Diagnosing OCD beings with a physical exam to help rule out other problems that could be causing symptoms and check for any related complications. Lab tests may include a complete blood count, a check of thyroid function, and screening for alcohol and drugs. A psychological evaluation includes discussing thoughts, feelings, symptoms and behavior patterns, and may include talking to the patient’s family or friends (with the patient’s permission).

OCD symptoms can be similar to those of obsessive-compulsive personality disorder, anxiety disorders, depression, schizophrenia, or other mental health disorders. It’s possible to have both OCD and another mental disorder. OCD usually includes both obsessions and compulsions, but it’s also possible to have only obsession symptoms or only compulsion symptoms. Patients may or may not realize their obsessions and compulsions are excessive or unreasonable, but they take up a great deal of time and interfere with their daily routine and social or work functioning.


Obsessions are repeated, persistent and unwanted thoughts, urges or images that are intrusive and cause distress or anxiety. Patients might try to ignore them or get rid of them by performing a compulsive behavior or ritual. These obsessions typically intrude when they’re trying to think of or do other things. Obsessions often have themes to them, such as: fear of contamination or dirt; needing things orderly and symmetrical; aggressive or horrific thoughts about harming oneself or others; or unwanted thoughts, including aggression, or sexual or religious subjects.

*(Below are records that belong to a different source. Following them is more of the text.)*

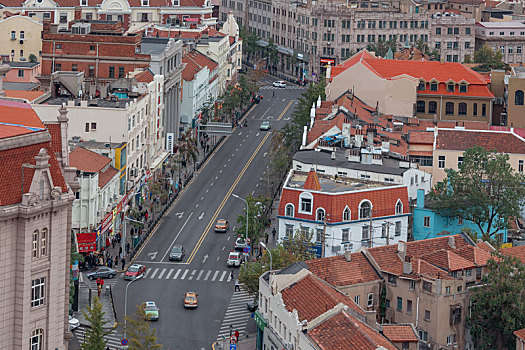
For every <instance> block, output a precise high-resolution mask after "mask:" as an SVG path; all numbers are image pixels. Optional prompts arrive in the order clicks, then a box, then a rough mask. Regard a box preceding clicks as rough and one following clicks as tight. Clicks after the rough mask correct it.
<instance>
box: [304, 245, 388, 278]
mask: <svg viewBox="0 0 525 350" xmlns="http://www.w3.org/2000/svg"><path fill="white" fill-rule="evenodd" d="M306 264H307V265H308V269H309V270H310V271H311V272H312V273H313V274H314V275H316V276H317V277H319V278H322V279H323V280H325V281H326V282H327V283H329V284H330V285H332V286H348V285H351V284H357V283H366V282H374V281H380V280H381V275H379V273H378V272H377V271H376V270H375V269H374V268H373V266H372V265H371V264H370V262H369V261H368V260H367V259H366V257H365V256H364V254H363V253H361V252H358V253H353V254H351V261H346V258H345V257H344V256H343V255H336V256H332V257H329V258H322V259H314V260H308V261H307V262H306Z"/></svg>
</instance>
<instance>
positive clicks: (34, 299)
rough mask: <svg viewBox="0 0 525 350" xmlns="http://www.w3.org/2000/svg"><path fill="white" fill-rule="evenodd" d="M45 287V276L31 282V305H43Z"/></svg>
mask: <svg viewBox="0 0 525 350" xmlns="http://www.w3.org/2000/svg"><path fill="white" fill-rule="evenodd" d="M45 289H46V286H45V277H42V278H37V279H35V280H33V281H32V282H31V307H37V306H40V305H44V298H45Z"/></svg>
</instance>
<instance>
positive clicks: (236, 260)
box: [226, 252, 241, 267]
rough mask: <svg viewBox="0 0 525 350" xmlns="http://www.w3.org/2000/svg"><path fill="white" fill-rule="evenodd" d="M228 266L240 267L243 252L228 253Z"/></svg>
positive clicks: (231, 252)
mask: <svg viewBox="0 0 525 350" xmlns="http://www.w3.org/2000/svg"><path fill="white" fill-rule="evenodd" d="M226 265H227V266H228V267H239V266H241V253H239V252H230V254H229V255H228V260H227V261H226Z"/></svg>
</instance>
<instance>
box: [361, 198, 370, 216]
mask: <svg viewBox="0 0 525 350" xmlns="http://www.w3.org/2000/svg"><path fill="white" fill-rule="evenodd" d="M371 211H372V205H371V203H370V202H369V201H364V202H362V203H361V205H360V206H359V219H367V218H370V215H371Z"/></svg>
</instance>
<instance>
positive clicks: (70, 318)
mask: <svg viewBox="0 0 525 350" xmlns="http://www.w3.org/2000/svg"><path fill="white" fill-rule="evenodd" d="M78 327H80V321H79V320H77V319H76V318H74V317H73V316H71V315H69V330H71V331H73V330H75V329H77V328H78Z"/></svg>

Compulsions are repetitive behaviors or mental acts that patients feel driven to perform, meant to prevent or reduce anxiety related to obsessions or prevent something bad from happening. However, engaging in the compulsions brings no pleasure and may offer only a temporary relief from anxiety. Patients may make up rules or rituals to follow that help control anxiety when having obsessive thoughts. These compulsions are excessive and often not realistically related to the problem they’re intended to fix. As with obsessions, compulsions typically have themes, such as: washing and cleaning, checking, counting, orderliness, following a strict routine, and demanding reassurances.

OCD usually begins in the teen or young adult years. Symptoms begin gradually and tend to vary in severity throughout life. Symptoms generally worsen when patients experience greater stress. Usually considered a lifelong disorder, OCD can have mild to moderate symptoms or be so severe and time-consuming that it becomes disabling.